Meta Platforms has agreed to acquire Manus, a Singapore-based AI startup, in a deal valued at roughly $2 billion, according to people familiar with the matter. The acquisition gives Meta control of one of the most closely watched AI agent platforms to emerge in the past year and adds a business with meaningful revenue at a time when returns on AI investment are under scrutiny.
Manus drew attention last spring after releasing a demo video showing an AI agent capable of screening job candidates, planning travel, and analyzing stock portfolios. The company claimed its system outperformed OpenAI’s Deep Research on certain tasks, helping it gain rapid visibility in Silicon Valley.
In April, venture capital firm Benchmark led a $75 million funding round that valued Manus at $500 million post-money. Benchmark general partner Chetan Puttagunta joined the company’s board. Chinese media later reported that Tencent, ZhenFund, and HSG, formerly Sequoia China, had also invested through an earlier $10 million round.
Since launch, Manus has reported signing up millions of users and generating more than $100 million in annual recurring revenue from monthly and yearly subscriptions. That traction appears to have prompted Meta’s interest. The Wall Street Journal reported that Meta agreed to pay the valuation Manus was seeking for its next funding round.
Strategic Fit and Political Scrutiny
For Meta Chief Executive Officer Mark Zuckerberg, the acquisition offers a concrete example of an AI product that is already monetizing at scale. Meta has committed tens of billions of dollars to AI infrastructure, part of an industry-wide spending surge that has unsettled some investors concerned about long-term returns.

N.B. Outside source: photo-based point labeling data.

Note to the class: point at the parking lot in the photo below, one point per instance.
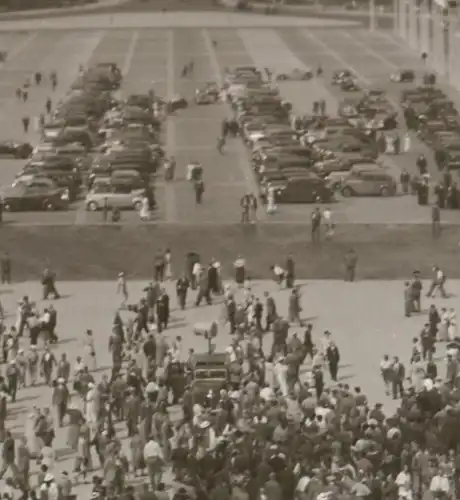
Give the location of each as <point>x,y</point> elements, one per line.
<point>155,57</point>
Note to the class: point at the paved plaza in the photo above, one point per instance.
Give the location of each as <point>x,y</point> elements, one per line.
<point>365,318</point>
<point>156,56</point>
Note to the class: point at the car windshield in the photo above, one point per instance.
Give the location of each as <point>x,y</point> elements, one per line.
<point>210,374</point>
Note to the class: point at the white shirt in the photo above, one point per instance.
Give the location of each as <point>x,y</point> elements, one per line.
<point>327,215</point>
<point>152,450</point>
<point>279,271</point>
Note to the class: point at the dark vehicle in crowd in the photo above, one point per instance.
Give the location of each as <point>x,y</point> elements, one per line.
<point>307,189</point>
<point>340,75</point>
<point>364,181</point>
<point>15,149</point>
<point>403,76</point>
<point>34,197</point>
<point>210,374</point>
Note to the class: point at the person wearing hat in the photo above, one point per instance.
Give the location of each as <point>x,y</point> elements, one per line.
<point>60,399</point>
<point>12,377</point>
<point>49,489</point>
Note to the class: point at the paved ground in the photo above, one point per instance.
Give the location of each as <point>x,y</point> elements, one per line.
<point>365,320</point>
<point>158,55</point>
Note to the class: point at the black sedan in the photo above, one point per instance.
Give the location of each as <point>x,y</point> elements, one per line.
<point>23,197</point>
<point>16,149</point>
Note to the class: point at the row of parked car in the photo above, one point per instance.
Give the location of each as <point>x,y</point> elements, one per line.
<point>432,113</point>
<point>93,146</point>
<point>310,158</point>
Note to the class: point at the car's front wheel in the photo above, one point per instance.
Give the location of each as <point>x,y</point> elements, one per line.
<point>92,206</point>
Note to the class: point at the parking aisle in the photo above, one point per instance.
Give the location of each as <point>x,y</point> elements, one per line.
<point>227,177</point>
<point>58,52</point>
<point>141,55</point>
<point>268,50</point>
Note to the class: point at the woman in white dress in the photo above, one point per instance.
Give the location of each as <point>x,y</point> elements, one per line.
<point>443,326</point>
<point>168,265</point>
<point>271,204</point>
<point>452,327</point>
<point>29,431</point>
<point>145,209</point>
<point>406,143</point>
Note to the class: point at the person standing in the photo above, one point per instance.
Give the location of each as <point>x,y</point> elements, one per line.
<point>316,225</point>
<point>25,124</point>
<point>436,220</point>
<point>5,269</point>
<point>328,223</point>
<point>333,360</point>
<point>199,190</point>
<point>270,311</point>
<point>240,271</point>
<point>398,373</point>
<point>438,282</point>
<point>405,181</point>
<point>351,261</point>
<point>182,286</point>
<point>290,272</point>
<point>122,289</point>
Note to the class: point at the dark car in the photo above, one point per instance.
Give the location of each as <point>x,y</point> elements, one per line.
<point>308,189</point>
<point>210,375</point>
<point>16,149</point>
<point>34,197</point>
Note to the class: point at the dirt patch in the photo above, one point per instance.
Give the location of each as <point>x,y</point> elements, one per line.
<point>100,252</point>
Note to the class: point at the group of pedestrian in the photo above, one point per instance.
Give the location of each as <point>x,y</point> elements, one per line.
<point>22,94</point>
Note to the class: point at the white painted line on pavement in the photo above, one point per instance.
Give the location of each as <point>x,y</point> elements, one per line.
<point>362,46</point>
<point>243,160</point>
<point>170,189</point>
<point>334,54</point>
<point>130,54</point>
<point>18,49</point>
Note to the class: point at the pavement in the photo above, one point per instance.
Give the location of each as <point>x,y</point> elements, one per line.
<point>63,11</point>
<point>365,318</point>
<point>158,55</point>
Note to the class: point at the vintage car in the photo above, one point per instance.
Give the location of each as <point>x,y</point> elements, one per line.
<point>306,188</point>
<point>210,375</point>
<point>114,196</point>
<point>363,180</point>
<point>207,95</point>
<point>349,85</point>
<point>295,74</point>
<point>340,75</point>
<point>34,196</point>
<point>403,76</point>
<point>17,149</point>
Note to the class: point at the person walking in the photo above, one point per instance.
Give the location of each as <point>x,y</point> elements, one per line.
<point>316,218</point>
<point>436,220</point>
<point>5,269</point>
<point>25,124</point>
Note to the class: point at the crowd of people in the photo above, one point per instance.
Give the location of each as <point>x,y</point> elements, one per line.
<point>280,424</point>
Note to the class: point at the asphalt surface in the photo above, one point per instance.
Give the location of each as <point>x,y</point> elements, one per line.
<point>362,338</point>
<point>155,55</point>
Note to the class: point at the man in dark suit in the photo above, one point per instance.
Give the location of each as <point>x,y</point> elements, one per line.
<point>270,310</point>
<point>333,359</point>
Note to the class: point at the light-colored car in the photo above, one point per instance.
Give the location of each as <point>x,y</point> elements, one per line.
<point>365,181</point>
<point>294,75</point>
<point>113,196</point>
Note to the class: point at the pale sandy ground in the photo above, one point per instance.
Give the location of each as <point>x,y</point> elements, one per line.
<point>365,318</point>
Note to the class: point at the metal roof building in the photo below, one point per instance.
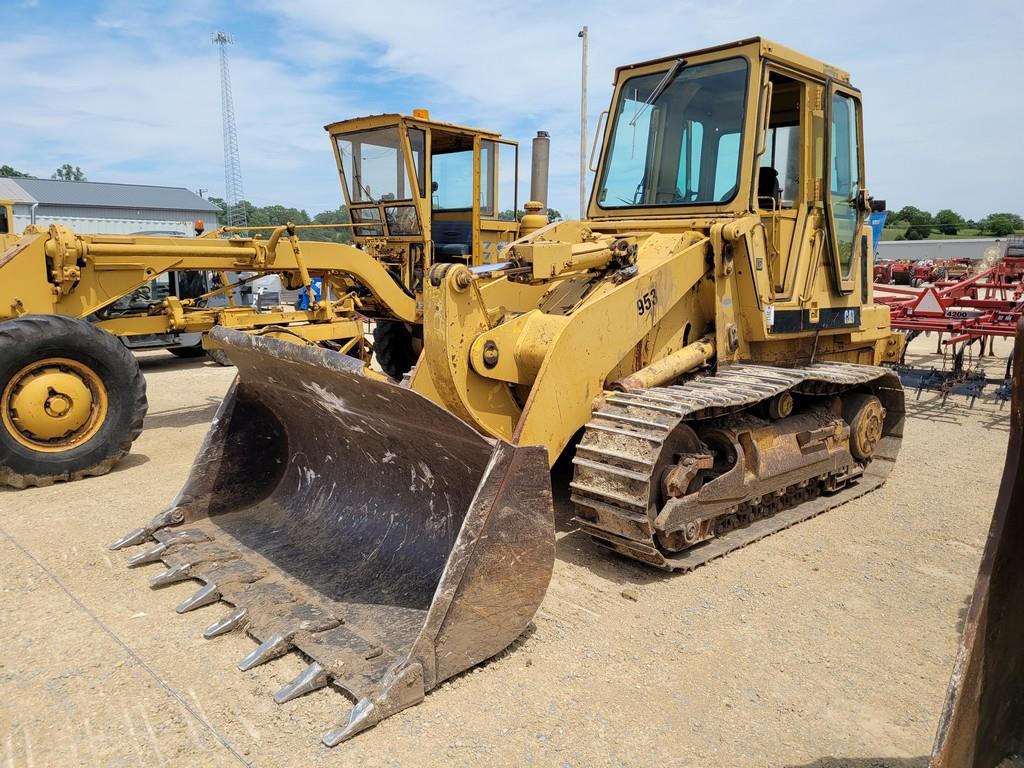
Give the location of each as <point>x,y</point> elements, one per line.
<point>91,207</point>
<point>957,248</point>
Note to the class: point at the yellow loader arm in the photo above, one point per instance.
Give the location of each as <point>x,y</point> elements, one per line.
<point>506,352</point>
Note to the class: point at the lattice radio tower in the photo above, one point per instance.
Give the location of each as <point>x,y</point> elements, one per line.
<point>232,166</point>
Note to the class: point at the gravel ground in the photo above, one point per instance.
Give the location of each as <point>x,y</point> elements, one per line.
<point>828,644</point>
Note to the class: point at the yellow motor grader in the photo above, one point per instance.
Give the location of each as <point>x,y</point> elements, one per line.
<point>73,398</point>
<point>704,347</point>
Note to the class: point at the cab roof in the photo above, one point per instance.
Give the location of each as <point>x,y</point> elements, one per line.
<point>768,49</point>
<point>374,121</point>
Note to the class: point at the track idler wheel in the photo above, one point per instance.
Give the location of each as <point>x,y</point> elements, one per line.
<point>866,418</point>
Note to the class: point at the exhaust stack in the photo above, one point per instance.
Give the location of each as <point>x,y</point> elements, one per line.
<point>539,169</point>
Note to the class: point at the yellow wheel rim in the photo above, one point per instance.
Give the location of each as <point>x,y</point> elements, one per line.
<point>53,404</point>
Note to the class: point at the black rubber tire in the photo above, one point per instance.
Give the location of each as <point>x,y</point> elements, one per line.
<point>196,350</point>
<point>33,337</point>
<point>393,348</point>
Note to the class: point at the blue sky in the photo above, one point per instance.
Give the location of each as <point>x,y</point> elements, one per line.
<point>129,89</point>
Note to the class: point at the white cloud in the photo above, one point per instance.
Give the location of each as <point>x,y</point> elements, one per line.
<point>134,94</point>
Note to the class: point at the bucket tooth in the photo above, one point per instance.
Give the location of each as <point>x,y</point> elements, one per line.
<point>174,573</point>
<point>151,555</point>
<point>312,678</point>
<point>132,539</point>
<point>172,516</point>
<point>233,620</point>
<point>203,596</point>
<point>276,645</point>
<point>364,716</point>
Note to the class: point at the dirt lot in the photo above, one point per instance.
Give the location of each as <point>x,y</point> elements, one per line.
<point>828,644</point>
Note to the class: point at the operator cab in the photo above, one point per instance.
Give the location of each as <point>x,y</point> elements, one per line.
<point>421,192</point>
<point>747,127</point>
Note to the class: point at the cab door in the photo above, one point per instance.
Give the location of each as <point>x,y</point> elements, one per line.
<point>845,194</point>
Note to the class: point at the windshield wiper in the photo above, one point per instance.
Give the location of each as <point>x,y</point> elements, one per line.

Meta said Manus will continue to operate independently while its AI agents are integrated across Facebook, Instagram, and WhatsApp. Meta AI is already available across those platforms, and Manus’ task-oriented agents could expand use cases beyond conversational assistants into productivity and commerce.
The deal also carries geopolitical considerations. Manus’ founders are Chinese nationals who established its parent company, Butterfly Effect, in Beijing in 2022 before relocating operations to Singapore in mid-2025. The company’s earlier Chinese investment has already drawn attention from U.S. lawmakers.
Senator John Cornyn, a Republican member of the Senate Intelligence Committee, previously criticized Benchmark over its investment in Manus, raising concerns about U.S. capital supporting companies with Chinese roots. Cornyn has been a vocal advocate for tighter oversight of technology investment tied to China, a stance that has gained bipartisan support in Congress.
Meta has moved to address those concerns. The company told Nikkei Asia that following the acquisition, Manus will sever ties with Chinese investors and cease operations in China. A Meta spokesperson said there will be no continuing Chinese ownership interests after the transaction.
The acquisition also aligns with Meta’s broader AI roadmap. The company is developing new image, video, and text models under its superintelligence lab for release in the first half of 2026, while Meta AI has also begun partnering with major news publishers to deliver real-time global and entertainment coverage, signaling a push to pair advanced AI capabilities with fresh content and monetizable use cases across its platforms.